Somebody Needs to Change Their Mind

Tuareg rebels boosted by pro-Khaddafi refugees from the Libya Civil War have taken over northern Mali, declared independence, and left the rest of Mali's army shattered in a coup that was recently mostly reversed.

All along, I've assumed that African states don't want to legitimize a coup; African states don't want jihadis on the loose; African leaders don't want secession to succeed; France and the West don't want al Qaeda on the loose; and that the coup leaders were sincere in staging a coup in order to fight the northern rebels more resolutely. Let me add explicitly that France wants to retain their leading role in the region.

So these attitudes are a problem notwithstanding the interim Mali government's determination to strike north and defeat the secessionists:

But despite his brave words, there are no immediate signs that Mali's army, weakened by last month's putsch, is readying any significant offensive against the rebels whose ranks were swelled by arms and Tuareg soldiers who had served slain Libyan leader Muammar Gaddafi.

The 15-state ECOWAS grouping of West African countries, which pressured the Bamako coup leaders to give up power, is preparing an intervention force of up to 3,000 troops. But it has said its mandate is to prevent any further rebel advances rather than win back the lost territory.

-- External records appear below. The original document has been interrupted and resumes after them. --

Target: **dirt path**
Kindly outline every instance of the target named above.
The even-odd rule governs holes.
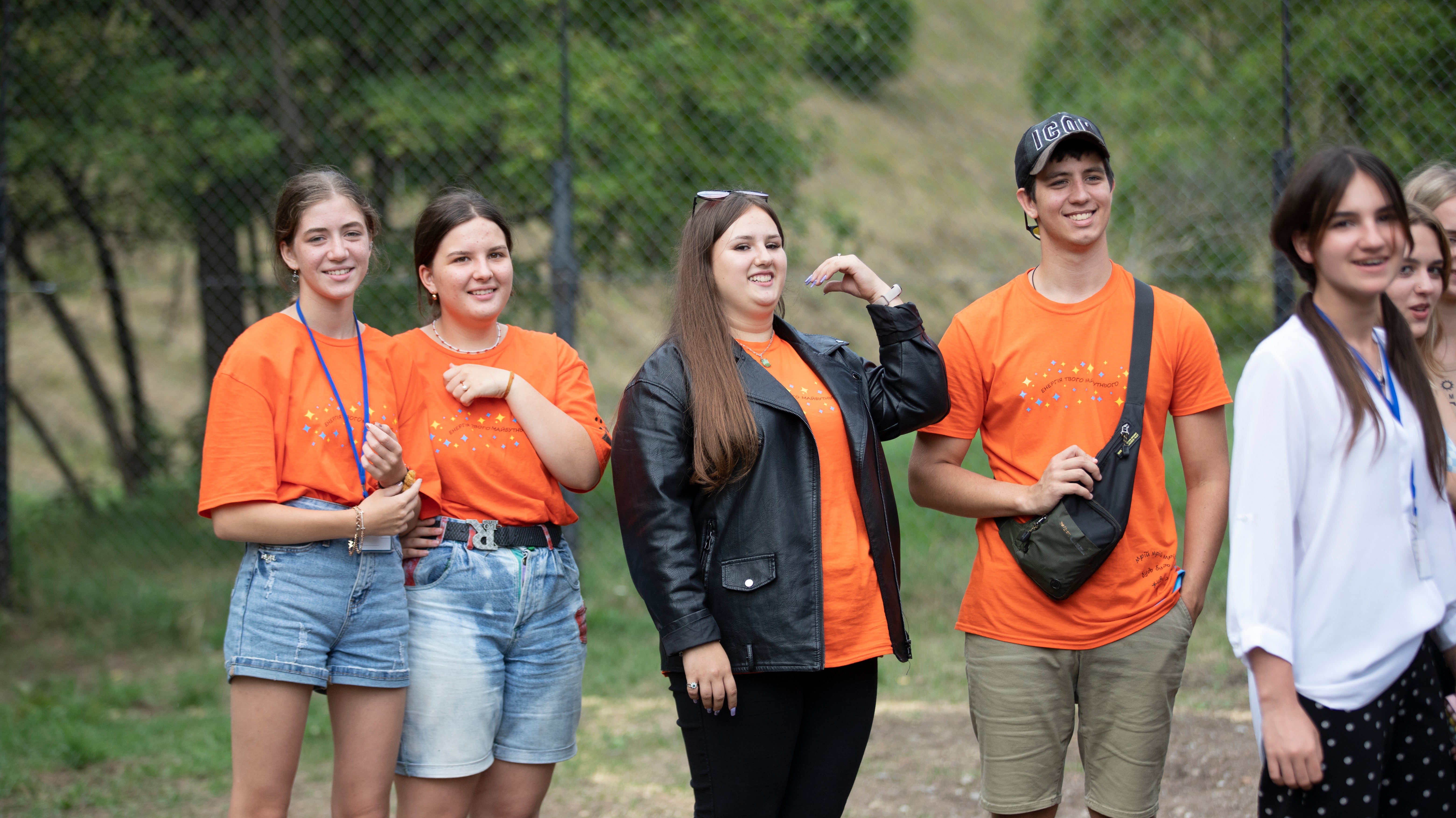
[[[671,700],[584,702],[579,753],[558,767],[543,818],[684,818],[693,812]],[[100,774],[103,770],[93,770]],[[980,817],[980,755],[962,704],[881,702],[844,815]],[[1160,815],[1233,818],[1254,809],[1258,753],[1248,712],[1179,709],[1163,774]],[[74,783],[57,774],[57,787]],[[329,763],[304,764],[290,815],[328,818]],[[1086,818],[1076,744],[1067,757],[1060,818]],[[0,808],[0,812],[4,812]],[[172,782],[151,806],[83,808],[70,815],[223,817],[226,790]]]
[[[582,754],[562,766],[543,818],[692,814],[667,697],[588,702],[581,734]],[[619,747],[597,745],[603,736],[619,736]],[[597,745],[591,754],[588,745]],[[1248,815],[1258,766],[1246,712],[1178,710],[1159,812],[1172,818]],[[977,803],[978,774],[980,755],[962,706],[884,702],[844,815],[986,815]],[[1063,793],[1061,817],[1088,815],[1075,742]]]

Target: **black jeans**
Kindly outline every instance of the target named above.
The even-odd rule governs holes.
[[[1358,710],[1335,710],[1300,696],[1325,745],[1325,780],[1310,790],[1281,787],[1270,779],[1265,764],[1258,817],[1450,815],[1456,805],[1456,763],[1437,681],[1440,664],[1440,654],[1423,642],[1401,678]]]
[[[737,674],[738,715],[703,710],[668,674],[696,817],[817,818],[844,812],[875,722],[878,659],[810,672]]]

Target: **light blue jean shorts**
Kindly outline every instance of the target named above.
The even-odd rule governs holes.
[[[571,547],[491,552],[446,540],[419,557],[414,582],[414,675],[395,771],[456,779],[496,758],[575,755],[587,608]]]
[[[313,498],[284,505],[347,508]],[[227,678],[406,687],[409,614],[399,539],[349,555],[349,541],[248,543],[223,638]]]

Former colonial power France has offered logistical support but ruled out sending troops.

So, Mali's army is too weakened by the defeat in the north and the coup to attack. ECOWAS may send 2-3,000 troops that won't attack and even if they wanted to I don't know if the many small units that would make up a 15-nation force could manage to attack. And France says they won't send troops.

Now perhaps I'm making a huge leap of logic, but I'm thinking that if none of the potential forces that could attack north to fight the Tuaregs have the ability or desire to attack north that nobody will attack north.

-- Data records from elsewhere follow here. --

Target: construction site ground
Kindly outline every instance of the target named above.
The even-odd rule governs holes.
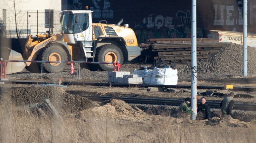
[[[222,58],[228,61],[224,57]],[[199,62],[198,67],[203,66],[202,63],[207,62]],[[132,74],[134,69],[138,69],[141,66],[151,66],[150,64],[142,66],[141,62],[135,61],[125,63],[120,70]],[[253,66],[251,66],[252,65],[249,63],[248,75],[244,77],[241,72],[241,66],[238,66],[237,62],[229,62],[226,65],[231,64],[230,67],[223,63],[222,65],[225,68],[220,67],[218,69],[214,68],[216,65],[222,65],[213,63],[216,65],[208,64],[212,67],[207,68],[215,70],[216,74],[211,71],[198,68],[199,69],[197,73],[198,86],[224,86],[232,84],[234,86],[256,87],[256,74],[253,69],[255,67]],[[191,84],[189,65],[189,63],[176,64],[178,70],[178,84]],[[45,74],[43,79],[41,79],[40,73],[31,73],[26,69],[21,73],[8,75],[6,77],[10,80],[48,82],[58,82],[60,78],[63,81],[71,82],[106,82],[103,81],[108,79],[107,72],[81,69],[80,79],[78,80],[77,66],[74,66],[76,70],[73,75],[70,73],[70,65],[68,65],[62,72]],[[226,68],[227,70],[225,70]],[[222,69],[218,70],[219,69]],[[148,92],[146,88],[136,86],[123,88],[70,85],[62,87],[4,84],[0,84],[0,142],[252,143],[256,140],[255,112],[233,110],[231,116],[234,119],[226,119],[220,117],[219,109],[212,108],[210,119],[192,121],[187,118],[177,117],[178,107],[128,104],[115,99],[96,102],[79,96],[184,99],[191,97],[189,92]],[[198,89],[197,91],[206,90]],[[218,90],[226,93],[232,91]],[[256,95],[255,92],[233,91],[235,94]],[[197,99],[202,97],[198,95]],[[221,102],[223,97],[205,97],[206,103],[207,101]],[[39,115],[31,111],[17,110],[18,107],[22,108],[25,105],[40,103],[46,98],[52,102],[61,117],[50,114]],[[234,99],[235,103],[256,103],[255,98],[238,98]]]

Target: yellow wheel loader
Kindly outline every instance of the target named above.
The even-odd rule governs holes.
[[[79,61],[115,62],[120,64],[140,54],[133,30],[127,26],[108,24],[106,21],[92,22],[90,10],[61,12],[61,34],[30,35],[22,56],[25,60]],[[120,23],[120,22],[119,22]],[[14,60],[12,58],[9,58]],[[13,62],[12,64],[14,64]],[[6,68],[7,73],[10,72]],[[37,63],[25,63],[31,72],[40,71]],[[61,71],[66,64],[45,63],[44,70],[49,72]],[[81,65],[91,70],[112,70],[113,65]],[[13,67],[13,66],[12,66]]]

And that failure to attack north means that an African border will be redrawn by secession; jihadis--including al Qaeda--will be on the loose; and France will lose influence by failing to guide events. The coup was essentially reversed (with the former president losing the tail end of his last term in office), so they've got that.

So somebody has to change their mind. Maybe everyone changes their mind about deciding they can live with all the things they think they can't live with, but I doubt it. I'm guessing the French change their mind about dispatching troops to spearhead an attack. But maybe not until after the election, and while they send arms to the Mali government as if that is the whole plan.